Il est évident que la science ne peut rien dire sur l'au-delà de la mort.

Notre conviction : l'Incarnation en Christ, l'Oint (ou oints de Dieu ; l'Esprit de Dieu entre dans la chair) pour le Salut, dépassement du Mal et de la Mort, jusqu'à l'éclatement du temps dans une Eternité qu'on ne peut définir...

Aucun discours scientifique ne peut affirmer le néant plutôt que l'être, ni l'inverse. Si la science déborde son champ, la démarche est légitime, mais à condition d'être annoncée. Inversement la religion a mis des freins à la science, par exemple dans le fixisme des espèces voulues par Dieu et au contraire le transformisme a mené à l'Evolution des espèces, que Lamarck est le premier à avoir découverte.

La coexistence des 2 domaines, science et religion, se fait à la fin du XXe siècle ni mieux ni plus mal qu'en un autre temps. (211).

Au fond de la mémoire nous trouvons peut-être la justification de l'être, du monde et de la liberté. Appelons-la, provisoirement, le Sacré.

Du début de l'univers jusqu'à l'éclatement d'une conscience qui s'achève dans la prétention à l'autonomie dans le temps... (jusqu'à) la liberté du mauvais choix, la conscience de la temporalité et la découverte de la vérité du devoir mourir.

L'histoire écrite dans la terre et dans la pierre retrouve les grandes lignes de l'histoire écrite dans le livre du commencement de nos anciennes écritures.

La conscience d'une liberté repliée sur elle-même et miroir de l'univers est unique.

Vous ne savez que ce que construit votre intelligence à travers la mémoire. Que serait ce monde sans vous ?  Existerait-il sans votre regard ? A moins qu'il n'y ait quelque part une conscience plus grande que la nôtre pour qui notre conscience et le monde aient un sens ? Pour le moment laissons là l'hypothèse.

Pourquoi sacrifierais-je l'être premier de tout, cette conscience, à l'être second, à l'être reflet qu'elle me renvoie de l'hypothèse du monde qui m'entoure ? (215)

 En vérité la pensée philosophique depuis ses origines oscille entre 2 mondes :  le monde (Parménide, Héraclite et plus tard Aristote) et la conscience de notre liberté (Platon et Aristote). Puis le Je pense, donc je suis de Descartes. On peut faire glisser le primat de la connaissance par la raison à celui de l'existence : "Je suis la conscience de ma liberté, de ma temporalité, de ma mort... donc je suis.... et en moi se reflète une partie de l'univers, et ma mémoire est riche de messages que je n'arriverai jamais à déchiffrer totalement...
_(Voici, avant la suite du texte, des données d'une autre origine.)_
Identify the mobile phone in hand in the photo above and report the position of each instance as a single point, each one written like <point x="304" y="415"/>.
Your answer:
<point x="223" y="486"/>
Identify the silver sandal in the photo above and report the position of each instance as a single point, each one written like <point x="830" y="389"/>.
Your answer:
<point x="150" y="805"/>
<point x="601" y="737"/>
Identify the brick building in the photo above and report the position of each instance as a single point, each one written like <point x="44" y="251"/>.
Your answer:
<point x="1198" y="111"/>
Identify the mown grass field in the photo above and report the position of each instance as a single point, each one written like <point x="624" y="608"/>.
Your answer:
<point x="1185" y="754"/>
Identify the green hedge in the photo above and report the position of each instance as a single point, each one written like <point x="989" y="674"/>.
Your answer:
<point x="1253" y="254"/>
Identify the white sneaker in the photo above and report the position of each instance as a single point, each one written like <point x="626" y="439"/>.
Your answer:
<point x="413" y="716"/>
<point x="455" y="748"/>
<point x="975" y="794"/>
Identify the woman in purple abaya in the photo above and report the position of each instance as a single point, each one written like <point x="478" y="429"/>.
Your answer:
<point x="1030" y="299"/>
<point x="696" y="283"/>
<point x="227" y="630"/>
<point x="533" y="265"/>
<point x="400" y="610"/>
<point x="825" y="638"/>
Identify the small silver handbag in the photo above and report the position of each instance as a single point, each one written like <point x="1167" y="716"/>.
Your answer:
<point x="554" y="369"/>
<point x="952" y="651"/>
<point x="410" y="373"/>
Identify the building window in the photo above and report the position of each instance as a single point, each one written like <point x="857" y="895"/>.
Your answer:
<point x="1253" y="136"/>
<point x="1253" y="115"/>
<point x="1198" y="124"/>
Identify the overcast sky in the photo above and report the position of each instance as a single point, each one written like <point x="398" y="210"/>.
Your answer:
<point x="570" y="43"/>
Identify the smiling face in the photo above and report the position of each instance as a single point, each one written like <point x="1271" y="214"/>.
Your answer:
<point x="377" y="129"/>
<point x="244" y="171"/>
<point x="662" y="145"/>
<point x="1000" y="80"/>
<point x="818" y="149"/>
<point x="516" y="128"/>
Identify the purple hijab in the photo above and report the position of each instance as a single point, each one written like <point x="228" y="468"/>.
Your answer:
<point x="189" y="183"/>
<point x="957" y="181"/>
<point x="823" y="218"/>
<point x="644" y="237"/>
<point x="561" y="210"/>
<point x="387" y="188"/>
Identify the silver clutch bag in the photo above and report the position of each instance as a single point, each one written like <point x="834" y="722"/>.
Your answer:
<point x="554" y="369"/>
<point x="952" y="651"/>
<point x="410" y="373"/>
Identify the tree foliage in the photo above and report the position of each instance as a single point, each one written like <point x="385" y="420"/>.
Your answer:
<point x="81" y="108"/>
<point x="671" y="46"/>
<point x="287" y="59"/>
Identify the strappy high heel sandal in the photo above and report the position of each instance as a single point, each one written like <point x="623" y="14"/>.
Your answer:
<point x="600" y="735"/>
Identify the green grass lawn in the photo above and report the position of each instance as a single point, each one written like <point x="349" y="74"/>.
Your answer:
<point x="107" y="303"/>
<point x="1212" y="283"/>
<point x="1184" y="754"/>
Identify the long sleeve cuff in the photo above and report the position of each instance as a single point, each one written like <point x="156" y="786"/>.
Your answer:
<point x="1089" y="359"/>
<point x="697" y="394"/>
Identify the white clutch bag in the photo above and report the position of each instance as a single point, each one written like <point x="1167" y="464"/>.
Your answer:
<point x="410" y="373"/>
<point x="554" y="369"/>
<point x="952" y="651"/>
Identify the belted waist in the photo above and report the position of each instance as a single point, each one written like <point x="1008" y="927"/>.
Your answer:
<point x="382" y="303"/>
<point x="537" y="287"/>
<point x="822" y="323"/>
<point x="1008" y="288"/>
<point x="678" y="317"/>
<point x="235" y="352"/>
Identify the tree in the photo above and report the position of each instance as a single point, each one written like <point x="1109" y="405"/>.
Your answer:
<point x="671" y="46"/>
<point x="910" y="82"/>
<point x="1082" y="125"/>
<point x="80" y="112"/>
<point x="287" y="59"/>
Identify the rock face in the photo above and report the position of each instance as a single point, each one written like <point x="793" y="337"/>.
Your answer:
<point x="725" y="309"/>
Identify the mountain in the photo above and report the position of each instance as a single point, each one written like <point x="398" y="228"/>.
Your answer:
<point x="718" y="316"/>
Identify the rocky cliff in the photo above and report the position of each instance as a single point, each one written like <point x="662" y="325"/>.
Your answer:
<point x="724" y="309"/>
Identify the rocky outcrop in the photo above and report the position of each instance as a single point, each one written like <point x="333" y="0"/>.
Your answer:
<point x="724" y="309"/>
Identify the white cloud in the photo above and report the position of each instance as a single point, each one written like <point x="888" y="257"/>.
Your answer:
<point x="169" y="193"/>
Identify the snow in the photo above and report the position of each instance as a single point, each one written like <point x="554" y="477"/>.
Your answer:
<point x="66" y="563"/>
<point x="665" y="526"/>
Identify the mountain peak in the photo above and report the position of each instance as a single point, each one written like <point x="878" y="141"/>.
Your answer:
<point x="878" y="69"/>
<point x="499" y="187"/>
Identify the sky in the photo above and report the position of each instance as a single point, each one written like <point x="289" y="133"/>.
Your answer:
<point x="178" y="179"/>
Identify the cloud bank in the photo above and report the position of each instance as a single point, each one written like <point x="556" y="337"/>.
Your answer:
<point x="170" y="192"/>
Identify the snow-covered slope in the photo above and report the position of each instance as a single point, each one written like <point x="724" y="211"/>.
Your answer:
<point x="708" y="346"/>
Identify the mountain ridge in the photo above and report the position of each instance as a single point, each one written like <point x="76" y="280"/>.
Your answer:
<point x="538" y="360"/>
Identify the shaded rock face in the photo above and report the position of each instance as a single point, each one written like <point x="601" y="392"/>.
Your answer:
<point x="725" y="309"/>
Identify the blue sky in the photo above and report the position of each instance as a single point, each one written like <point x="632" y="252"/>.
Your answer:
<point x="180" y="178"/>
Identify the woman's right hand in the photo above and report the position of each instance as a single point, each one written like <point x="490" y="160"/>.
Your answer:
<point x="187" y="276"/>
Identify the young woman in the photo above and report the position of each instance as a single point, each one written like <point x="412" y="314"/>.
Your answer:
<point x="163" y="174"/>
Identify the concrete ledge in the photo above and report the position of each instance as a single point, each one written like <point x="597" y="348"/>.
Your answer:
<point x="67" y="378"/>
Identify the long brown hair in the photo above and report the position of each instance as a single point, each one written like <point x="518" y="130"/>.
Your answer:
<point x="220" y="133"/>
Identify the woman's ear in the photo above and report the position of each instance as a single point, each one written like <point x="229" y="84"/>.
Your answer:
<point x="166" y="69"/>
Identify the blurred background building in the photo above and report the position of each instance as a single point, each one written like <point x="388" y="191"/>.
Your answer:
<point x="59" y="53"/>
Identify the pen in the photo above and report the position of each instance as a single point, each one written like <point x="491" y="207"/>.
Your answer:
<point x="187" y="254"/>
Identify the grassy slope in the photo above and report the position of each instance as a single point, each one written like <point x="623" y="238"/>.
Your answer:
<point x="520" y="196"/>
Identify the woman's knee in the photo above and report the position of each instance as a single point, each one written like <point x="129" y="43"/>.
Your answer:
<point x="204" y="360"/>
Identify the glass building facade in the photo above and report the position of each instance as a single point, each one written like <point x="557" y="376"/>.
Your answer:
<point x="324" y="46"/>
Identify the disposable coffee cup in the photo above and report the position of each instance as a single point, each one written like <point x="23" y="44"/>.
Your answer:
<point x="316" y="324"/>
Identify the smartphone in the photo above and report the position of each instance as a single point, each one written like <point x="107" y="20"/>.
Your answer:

Le droit absolu du connaissant à recevoir une place première dans l'univers... Rémy Chauvin souligne le ridicule du néo-scientisme des années 1950-1960. Comment admettre que la science de l'homme ait une valeur si sa conscience, qui est à l'origine de la connaissance, n'en a aucune ? Objectivité et subjectivité. L'homme scientifique idéal pourrait-il comprendre le cosmos sans se comprendre soi-même ? (220). La philosophie classique place au centre de la connaissance la pensée du connaissant (Bergson pp221-222). Le panthéisme d'Edgar Morin (225 à 227). Le problème de la connaissance est insoluble et le panthéisme ne le résout qu'en atténuant l'irréductibilité de la conscience. Ce problème est résolu dans les 2 affirmations de la Genèse : Dieu créa les cieux et la terre.... et Faisons l'homme à notre image  (Ge. I, 1 et 26)

L'irréductibilité vraie de la conscience d'une liberté  dans la temporalité sous le regard de la mort. En Dieu se trouve la source commune de l'être et du connaître (229).

Affirmer que la vie est ssans but est une option philosophique intenable, dont la logique devrait conduire à l'arrêt de toute recherche ; la laïcité devient laicisme.

 L'Eglise de cette partie du monde où nous sommes et, je préfère lui donner son vrai nom, l'église judéo-chrétienne.